Ma, the chairman of Alibaba, traveled to New York and Chicago this month, giving speeches and writing newspaper opinion pieces to urge small and medium-sized enterprises in the United States to consider using his e-commerce platforms, Taobao and Tmall, to reach Chinese shoppers.
"Today, China's middle class is almost the same size as the US population. We think that in 10 years more than half a billion Chinese people will be middle class," Ma told an audience at New York's Economic Club on June 9. "The demand for good products, good service, is so powerful. …We need more American products."
His target is to get 10 million SMEs from around the world using Taobao and Tmall, and China's other major e-commerce players, such as JD.com, Dangdang and Jumei, will have equally ambitious plans.
Although analysts and industry insiders agree there are terrific opportunities here for US businesses, opinions are divided on whether the potential profits outweigh the potential pitfalls.
According to Eguan, a business consultancy in Beijing, online cross-border sales were worth more than 80 billion yuan ($13 billion) in 2013, up 75 percent year-on-year. The company predicts, by 2018, Chinese consumers will spend 1 trillion yuan on purchasing products from overseas.
"The Chinese market is becoming the center of the business world in terms of how consumers are using e-commerce platforms to buy products," said Oliver Rust, managing director of Nielsen China. "E-commerce has become bigger and broader. It's a significant market."

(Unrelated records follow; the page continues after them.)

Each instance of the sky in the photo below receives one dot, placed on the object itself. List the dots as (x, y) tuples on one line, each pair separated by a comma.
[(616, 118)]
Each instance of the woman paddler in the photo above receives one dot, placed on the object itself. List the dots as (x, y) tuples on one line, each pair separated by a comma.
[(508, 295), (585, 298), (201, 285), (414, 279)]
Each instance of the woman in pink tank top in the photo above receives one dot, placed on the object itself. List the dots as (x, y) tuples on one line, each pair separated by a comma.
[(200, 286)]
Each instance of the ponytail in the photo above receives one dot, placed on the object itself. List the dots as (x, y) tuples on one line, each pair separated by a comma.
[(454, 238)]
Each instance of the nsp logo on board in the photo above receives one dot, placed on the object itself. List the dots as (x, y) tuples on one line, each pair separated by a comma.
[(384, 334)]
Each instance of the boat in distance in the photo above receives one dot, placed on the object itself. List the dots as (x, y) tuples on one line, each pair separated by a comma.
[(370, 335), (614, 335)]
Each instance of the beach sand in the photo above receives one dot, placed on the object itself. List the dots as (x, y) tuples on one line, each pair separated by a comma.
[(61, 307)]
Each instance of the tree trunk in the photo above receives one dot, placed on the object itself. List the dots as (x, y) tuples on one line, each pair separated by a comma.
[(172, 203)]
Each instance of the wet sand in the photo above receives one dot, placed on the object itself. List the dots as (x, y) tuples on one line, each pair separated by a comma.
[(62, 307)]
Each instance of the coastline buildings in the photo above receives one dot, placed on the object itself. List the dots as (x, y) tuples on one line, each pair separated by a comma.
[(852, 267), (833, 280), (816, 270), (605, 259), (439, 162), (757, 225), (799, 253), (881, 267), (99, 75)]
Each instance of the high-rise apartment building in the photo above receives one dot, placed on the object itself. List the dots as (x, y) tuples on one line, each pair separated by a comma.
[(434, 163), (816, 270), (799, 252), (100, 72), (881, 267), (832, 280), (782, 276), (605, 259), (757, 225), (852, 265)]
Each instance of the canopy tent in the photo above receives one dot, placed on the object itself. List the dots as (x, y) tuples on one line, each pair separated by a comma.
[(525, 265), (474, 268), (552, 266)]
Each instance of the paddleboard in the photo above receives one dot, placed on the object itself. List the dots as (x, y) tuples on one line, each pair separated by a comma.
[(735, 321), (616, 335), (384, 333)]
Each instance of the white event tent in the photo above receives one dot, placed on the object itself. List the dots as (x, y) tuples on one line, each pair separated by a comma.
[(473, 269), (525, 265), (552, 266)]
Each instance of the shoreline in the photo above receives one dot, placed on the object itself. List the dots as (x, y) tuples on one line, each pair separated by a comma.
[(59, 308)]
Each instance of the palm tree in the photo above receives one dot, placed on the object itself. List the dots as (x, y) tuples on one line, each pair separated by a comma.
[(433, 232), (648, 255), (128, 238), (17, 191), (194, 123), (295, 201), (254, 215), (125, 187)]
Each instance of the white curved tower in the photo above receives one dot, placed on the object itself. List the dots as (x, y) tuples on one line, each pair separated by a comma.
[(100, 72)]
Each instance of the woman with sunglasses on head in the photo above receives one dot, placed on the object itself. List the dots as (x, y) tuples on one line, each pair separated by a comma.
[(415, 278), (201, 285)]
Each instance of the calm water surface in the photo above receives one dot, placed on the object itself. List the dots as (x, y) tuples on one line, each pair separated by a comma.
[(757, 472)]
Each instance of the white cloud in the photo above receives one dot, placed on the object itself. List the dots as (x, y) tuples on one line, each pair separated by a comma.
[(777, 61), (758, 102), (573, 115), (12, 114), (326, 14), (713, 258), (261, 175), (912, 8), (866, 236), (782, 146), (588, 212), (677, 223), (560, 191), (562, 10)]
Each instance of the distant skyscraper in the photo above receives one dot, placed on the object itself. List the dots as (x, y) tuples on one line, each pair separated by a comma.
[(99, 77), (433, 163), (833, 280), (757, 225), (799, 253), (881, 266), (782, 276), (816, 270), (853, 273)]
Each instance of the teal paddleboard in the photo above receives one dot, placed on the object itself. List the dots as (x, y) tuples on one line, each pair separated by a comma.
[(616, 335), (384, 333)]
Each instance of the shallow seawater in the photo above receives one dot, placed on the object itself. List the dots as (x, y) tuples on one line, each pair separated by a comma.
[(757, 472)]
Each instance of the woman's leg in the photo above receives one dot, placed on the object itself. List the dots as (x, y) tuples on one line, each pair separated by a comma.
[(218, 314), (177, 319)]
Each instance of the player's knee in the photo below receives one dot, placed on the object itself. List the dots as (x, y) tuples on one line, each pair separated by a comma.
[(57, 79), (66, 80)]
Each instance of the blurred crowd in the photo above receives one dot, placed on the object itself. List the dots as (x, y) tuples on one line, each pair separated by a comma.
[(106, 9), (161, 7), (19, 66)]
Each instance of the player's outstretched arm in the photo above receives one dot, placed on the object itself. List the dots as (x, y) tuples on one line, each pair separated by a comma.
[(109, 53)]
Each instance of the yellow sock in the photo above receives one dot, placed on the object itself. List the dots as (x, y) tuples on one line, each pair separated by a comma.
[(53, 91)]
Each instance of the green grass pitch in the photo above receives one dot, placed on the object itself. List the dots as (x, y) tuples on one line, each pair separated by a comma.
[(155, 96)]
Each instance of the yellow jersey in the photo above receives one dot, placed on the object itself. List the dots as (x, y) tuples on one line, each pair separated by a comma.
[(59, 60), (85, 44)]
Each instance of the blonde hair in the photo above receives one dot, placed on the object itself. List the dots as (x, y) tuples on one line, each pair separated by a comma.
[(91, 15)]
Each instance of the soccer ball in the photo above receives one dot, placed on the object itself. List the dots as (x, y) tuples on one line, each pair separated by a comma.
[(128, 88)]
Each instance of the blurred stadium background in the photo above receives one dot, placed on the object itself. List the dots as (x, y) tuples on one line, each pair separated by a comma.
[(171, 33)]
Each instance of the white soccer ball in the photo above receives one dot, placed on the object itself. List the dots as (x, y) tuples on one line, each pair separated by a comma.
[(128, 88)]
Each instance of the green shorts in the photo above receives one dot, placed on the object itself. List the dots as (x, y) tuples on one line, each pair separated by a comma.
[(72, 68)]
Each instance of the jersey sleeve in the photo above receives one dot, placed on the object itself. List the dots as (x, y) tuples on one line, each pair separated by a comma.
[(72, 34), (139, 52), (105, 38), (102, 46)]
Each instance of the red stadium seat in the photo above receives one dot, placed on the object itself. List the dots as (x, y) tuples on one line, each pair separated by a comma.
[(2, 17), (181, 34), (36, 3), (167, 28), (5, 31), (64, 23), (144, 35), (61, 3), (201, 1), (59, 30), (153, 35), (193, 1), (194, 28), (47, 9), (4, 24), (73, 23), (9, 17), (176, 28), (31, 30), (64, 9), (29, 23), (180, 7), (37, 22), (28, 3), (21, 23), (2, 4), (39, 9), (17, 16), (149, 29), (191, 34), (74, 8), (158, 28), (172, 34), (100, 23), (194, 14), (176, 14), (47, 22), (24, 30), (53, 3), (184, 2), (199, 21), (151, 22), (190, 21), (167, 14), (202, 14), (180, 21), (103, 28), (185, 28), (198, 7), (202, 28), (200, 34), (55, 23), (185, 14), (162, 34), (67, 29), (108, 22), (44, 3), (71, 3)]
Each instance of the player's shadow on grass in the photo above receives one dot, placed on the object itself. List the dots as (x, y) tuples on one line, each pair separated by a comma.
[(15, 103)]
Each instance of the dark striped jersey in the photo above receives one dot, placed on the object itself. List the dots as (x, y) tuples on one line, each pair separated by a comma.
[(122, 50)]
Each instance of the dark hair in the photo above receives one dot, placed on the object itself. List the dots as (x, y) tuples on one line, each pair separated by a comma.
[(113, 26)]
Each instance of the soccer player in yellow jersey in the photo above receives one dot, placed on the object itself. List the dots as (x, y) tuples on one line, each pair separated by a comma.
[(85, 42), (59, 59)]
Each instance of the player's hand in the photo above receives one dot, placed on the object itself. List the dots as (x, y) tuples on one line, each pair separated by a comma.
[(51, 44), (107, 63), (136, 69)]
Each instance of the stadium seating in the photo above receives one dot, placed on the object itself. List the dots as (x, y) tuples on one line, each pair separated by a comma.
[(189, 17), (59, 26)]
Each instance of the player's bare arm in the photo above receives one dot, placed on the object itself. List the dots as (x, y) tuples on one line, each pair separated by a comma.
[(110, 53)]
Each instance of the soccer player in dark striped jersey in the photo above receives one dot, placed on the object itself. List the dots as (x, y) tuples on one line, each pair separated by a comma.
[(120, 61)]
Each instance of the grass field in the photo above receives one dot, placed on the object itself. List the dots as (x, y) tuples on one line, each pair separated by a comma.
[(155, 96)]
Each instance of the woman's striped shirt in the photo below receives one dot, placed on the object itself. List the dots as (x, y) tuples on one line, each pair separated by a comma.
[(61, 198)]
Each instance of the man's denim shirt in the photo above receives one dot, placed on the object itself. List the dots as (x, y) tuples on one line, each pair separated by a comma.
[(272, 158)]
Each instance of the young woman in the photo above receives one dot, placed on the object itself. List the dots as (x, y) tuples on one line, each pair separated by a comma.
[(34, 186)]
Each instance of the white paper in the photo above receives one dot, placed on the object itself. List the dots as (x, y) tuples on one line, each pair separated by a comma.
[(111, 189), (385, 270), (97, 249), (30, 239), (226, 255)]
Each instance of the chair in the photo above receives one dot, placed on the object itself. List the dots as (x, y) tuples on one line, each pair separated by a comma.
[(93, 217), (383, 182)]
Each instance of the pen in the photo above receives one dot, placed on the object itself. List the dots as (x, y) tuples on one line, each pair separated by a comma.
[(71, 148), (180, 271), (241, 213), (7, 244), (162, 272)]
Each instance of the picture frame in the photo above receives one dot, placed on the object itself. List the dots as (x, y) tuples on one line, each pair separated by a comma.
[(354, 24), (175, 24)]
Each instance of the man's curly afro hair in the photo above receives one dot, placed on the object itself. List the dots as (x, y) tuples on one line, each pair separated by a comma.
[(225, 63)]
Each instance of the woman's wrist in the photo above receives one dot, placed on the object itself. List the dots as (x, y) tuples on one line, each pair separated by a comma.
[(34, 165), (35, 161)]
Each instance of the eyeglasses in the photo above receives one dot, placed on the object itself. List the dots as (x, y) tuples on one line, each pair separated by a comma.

China now has about 360 million online shoppers and a sales value of 2.8 trillion yuan, he said.
When it comes to separating the major players, e-commerce expert Wang Xiaoxing said Alibaba stands out because it is more of an intermediary. Individuals and companies have used Taobao to sell everything under the sun since it launched in 2003. Tmall, which opened five years later, is more used by companies offering relatively higher quality products.
"Alibaba doesn't own or deliver any product. It's a collection of independent stores," said Wang, an analyst for Beijing consultancy Analysys International. "Reaching out to SMEs in the US is natural for Alibaba because serving small businesses is built into its genes.